For those that loved planet earth by discovery you'll love this!!
its starting on MArch 21 at 8pm!

trailer : 




just wanted to share the experience so you dont miss it!

 hope you enjoy! i know i will!!! HD!


----------



## Byronicle (Apr 18, 2009)

holy mackerel....i got the entire season of planet earth, looking forward for this to come out on dvd!!!!


----------



## bluekrissyspikes (Apr 16, 2009)

Byronicle said:


> holy mackerel....i got the entire season of planet earth, looking forward for this to come out on dvd!!!!


lol, so do i! and yeah, i'll be watching with the kids.


----------



## aln (Jan 26, 2010)

cant wait until it comes out


----------



## Tropicana (Feb 15, 2009)

This looks great i cant wait for it to come out either!.


----------



## qwerty (Dec 15, 2009)

They aired this on Discovery Channel on Christmas day, and WOW, this series is amazing!

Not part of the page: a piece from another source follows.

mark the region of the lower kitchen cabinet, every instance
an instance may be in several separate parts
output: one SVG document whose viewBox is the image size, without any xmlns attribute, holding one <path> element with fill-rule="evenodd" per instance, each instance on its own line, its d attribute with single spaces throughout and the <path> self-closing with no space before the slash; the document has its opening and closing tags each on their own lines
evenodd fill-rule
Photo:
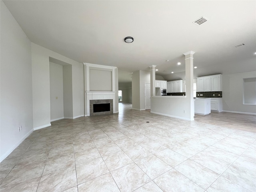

I especially enjoyed the one they did on plants.


----------



## aln (Jan 26, 2010)

remember! tonight is the night discovery life will be on! stay tune! its starts at 8!!


----------



## Tropicana (Feb 15, 2009)

Reminder set! lol looks awesome.


----------



## ksimdjembe (Nov 11, 2006)

I have heard somewhere that there is going to be an American version (/w Oprah), and a British version (/w David Attenborough). Has anyone else heard this? I dont know that I could sit through a whole series of Oprah narrating....



edit - it will be available narrated as a full series by both Winfrey and Attenborough


----------



## arinsi (Mar 14, 2010)

ksimdjembe said:


> I have heard somewhere that there is going to be an American version (/w Oprah), and a British version (/w David Attenborough). Has anyone else heard this? I dont know that I could sit through a whole series of Oprah narrating....


agreed

i rather hear the british guy version if theres such thing
________
portable vaporizer


----------



## Tropicana (Feb 15, 2009)

Well i am going to say it was decent but next time i will pass on 40mins of commercials and only 80 mins of the program. didn't help that they replayed the chameleon part twice.

But it was ok.


----------



## hojimoe (Mar 7, 2008)

I found quite a few clips where form either planet earth or blue planet, not a lot of new things, but it's still good to see.... 

I couldn't stand the oprah naration though, much prefer attenborough


----------